Köhnü Üzümü: Bağbozumunun Siyah İncisi

Arapgir’in bir diğer incisi, dünyaya nam salmış Köhnü üzümüdür. Bu üzüm öyle sıradan bir meyve değildir. Bağın en nazlı yerinde yetişir, sabırla olgunlaşır, gölgede kurur. Adı telaffuz edildiğinde bile Arapgirli'nin yüzüne bir gülümseme yayılır. Eskiden damat bohçalarına konulur, gelin çeyizinde saklanırdı. Şimdi ise dalında tescilli, ruhunda şiirli bir miras olarak yaşamaktadır.

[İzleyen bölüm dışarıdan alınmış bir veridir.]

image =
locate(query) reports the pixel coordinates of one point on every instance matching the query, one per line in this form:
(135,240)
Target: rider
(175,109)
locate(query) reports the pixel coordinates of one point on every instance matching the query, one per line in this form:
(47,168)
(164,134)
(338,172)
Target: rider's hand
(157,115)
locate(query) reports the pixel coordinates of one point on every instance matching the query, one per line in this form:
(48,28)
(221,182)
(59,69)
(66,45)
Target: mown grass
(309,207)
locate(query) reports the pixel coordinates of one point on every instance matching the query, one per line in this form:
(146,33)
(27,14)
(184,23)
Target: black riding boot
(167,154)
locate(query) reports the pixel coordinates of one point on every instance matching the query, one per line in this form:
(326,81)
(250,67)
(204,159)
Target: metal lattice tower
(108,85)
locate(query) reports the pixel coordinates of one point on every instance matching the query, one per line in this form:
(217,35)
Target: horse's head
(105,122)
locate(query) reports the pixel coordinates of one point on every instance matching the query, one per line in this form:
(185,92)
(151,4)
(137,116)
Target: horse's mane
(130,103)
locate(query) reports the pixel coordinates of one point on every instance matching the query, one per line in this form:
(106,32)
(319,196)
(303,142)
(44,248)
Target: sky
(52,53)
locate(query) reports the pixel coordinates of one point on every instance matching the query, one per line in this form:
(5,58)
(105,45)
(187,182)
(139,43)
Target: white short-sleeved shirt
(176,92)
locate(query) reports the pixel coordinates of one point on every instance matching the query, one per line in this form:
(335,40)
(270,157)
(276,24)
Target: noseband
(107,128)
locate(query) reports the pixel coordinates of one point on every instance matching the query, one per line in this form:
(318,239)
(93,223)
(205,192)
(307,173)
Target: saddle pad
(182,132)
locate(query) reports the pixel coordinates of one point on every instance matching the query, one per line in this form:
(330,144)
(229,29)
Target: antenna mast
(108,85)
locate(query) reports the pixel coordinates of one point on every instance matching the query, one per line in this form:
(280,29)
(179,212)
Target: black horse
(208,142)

Köhnü üzümü, binlerce yıldır bu topraklarda kök salmış, kendine özgü tadı ve aromasıyla ün salmıştır. Bu üzüm, sadece bir meyve değil, aynı zamanda Arapgir'in tarihini, geleneklerini ve bu toprakları işleyen insanların alın terini temsil eden bir semboldür.

Arapgir’de Zaman Durmaz, Derinleşir

Ve bütün bu güzelliklerin içinde Arapgir bir şey yapmaz aslında. Kendi halinde kalır. Yüksek sesle konuşmaz, gösteriş yapmaz, kendini parlatmaz. Sadece bekler… Bir yolcunun, bir yazarın, bir seyyahın ya da bir meraklının onu anlamasını bekler. Çünkü bilir ki, gerçek hikâyeler anlatılmaz, hissedilir.

Arapgir, taşın, suyun, bitkinin, emeğin ve duaların iç içe geçtiği bir medeniyet bahçesidir. Ziyaret ettiğinizde bir manzara değil, bir insanlık hatırası görürsünüz. Belki de en çok bu yüzden, buradan ayrılırken yalnızca bir yerden değil, bir çağdan ayrılıyormuş gibi hissedersiniz.